(Permission granted)
Dear Mr Rod Smith
My name is TW. I am an 18 year old girl and I live in Durban, SA. (Your hometown, as I am told.)
My mother has been a fan of your column for about as long as I can remember. I only remember this because she regularly cuts out your column from the newspaper and pops it on our fridge so that our family can read it. I must admit however, I seldom do sit down and read your column with the focus and intent that my sweet momma wishes me to. Which is why I feel prompted to send you this email.
I arrived home this afternoon, after a rather draining day at school, and I saw that there was a small newspaper clipping stuck onto my bedroom mirror. I pulled it off, and found that it was your column, “To the girls I know and to the billions I don’t”. My initial reaction was to “read it later”, with no real intention of really reading it at all. But I read it – then and there, standing in front of my mirror.
I am so glad I did.
It is hard to explain how meaningful and powerful words can be when they arrive at the perfect time, and yours certainly did. It is not that I don’t know that I am valued and loved and beautiful – but I find that I forget. Fairly often too – most particularly when I am stressed, or busy, or uncertain. (Which is most of the time.)
It’s a funny thing, reaching the end of your high school career. I’ve found myself thinking back on who I was, and who I have become. More recently however, I’ve been caught up on the thought as to why I haven’t really had a proper relationship before, like most other matric girl. (It’s a silly thought, I know. I am only 18 – but it niggles none the less.) Am I not beautiful? Am I annoying? Am I plain? I don’t know. I haven’t really been able to put my finger on it until I read your column. (Like 6 times.)
I am single for a reason. Not because I am not beautiful, or because everyone else if better than me – I am single because I refuse to settle. I will not settle for a boy who does not see and love me as the raw, essential version of myself. I will not settle for a boy who is only interested in the superficial, and I will not settle for a boy who loves me more than he loves Jesus.
Your column made me realise that this IS okay.

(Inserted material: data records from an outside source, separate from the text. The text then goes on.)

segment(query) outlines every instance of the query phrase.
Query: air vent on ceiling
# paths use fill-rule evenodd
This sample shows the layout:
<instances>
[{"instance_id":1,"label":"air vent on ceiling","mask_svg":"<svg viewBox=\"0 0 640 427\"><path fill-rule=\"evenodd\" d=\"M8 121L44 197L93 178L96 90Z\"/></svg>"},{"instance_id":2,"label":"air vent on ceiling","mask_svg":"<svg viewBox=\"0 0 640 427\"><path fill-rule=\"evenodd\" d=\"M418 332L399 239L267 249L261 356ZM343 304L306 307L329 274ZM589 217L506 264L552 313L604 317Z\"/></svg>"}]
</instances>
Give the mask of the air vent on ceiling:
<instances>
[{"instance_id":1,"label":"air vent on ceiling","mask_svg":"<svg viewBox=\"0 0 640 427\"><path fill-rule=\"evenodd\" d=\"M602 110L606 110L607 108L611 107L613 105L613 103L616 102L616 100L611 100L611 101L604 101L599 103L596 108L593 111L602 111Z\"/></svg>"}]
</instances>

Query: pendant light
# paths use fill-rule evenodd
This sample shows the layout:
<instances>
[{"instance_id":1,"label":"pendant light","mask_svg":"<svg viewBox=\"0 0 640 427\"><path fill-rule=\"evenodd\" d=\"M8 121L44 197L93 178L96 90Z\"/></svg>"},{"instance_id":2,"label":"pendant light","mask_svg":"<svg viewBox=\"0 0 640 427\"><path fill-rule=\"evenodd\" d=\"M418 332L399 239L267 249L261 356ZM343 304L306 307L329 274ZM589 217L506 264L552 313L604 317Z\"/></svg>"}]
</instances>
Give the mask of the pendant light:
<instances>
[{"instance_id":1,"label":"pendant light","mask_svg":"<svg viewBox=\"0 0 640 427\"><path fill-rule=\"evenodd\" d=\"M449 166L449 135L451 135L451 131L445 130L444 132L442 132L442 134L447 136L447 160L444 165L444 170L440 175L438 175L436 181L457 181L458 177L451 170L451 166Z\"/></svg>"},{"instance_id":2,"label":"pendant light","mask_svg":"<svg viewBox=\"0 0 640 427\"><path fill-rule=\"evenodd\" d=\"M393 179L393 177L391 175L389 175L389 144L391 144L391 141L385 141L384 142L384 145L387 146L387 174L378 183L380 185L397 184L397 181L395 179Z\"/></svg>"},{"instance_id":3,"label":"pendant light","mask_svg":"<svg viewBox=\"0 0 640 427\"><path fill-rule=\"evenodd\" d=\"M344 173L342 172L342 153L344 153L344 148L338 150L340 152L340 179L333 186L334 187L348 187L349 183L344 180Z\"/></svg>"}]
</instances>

That I am worth more than settling.
I felt so encouraged by the affirmation that “Talent, power and bravery are divinely endowed. They are yours. They are in your bones, your soul; in the depths of your spirit and your being.”
I am talented.
I am powerful.
I am brave.
I am happy to be where I am, and where I am going as me.
My future is full to the brim with possibility and adventure, and I am excited to dive into it as a “gifted, talented, uniquely curious” young woman.
I will not be delicate, I will be vast and brilliant – simply because I am.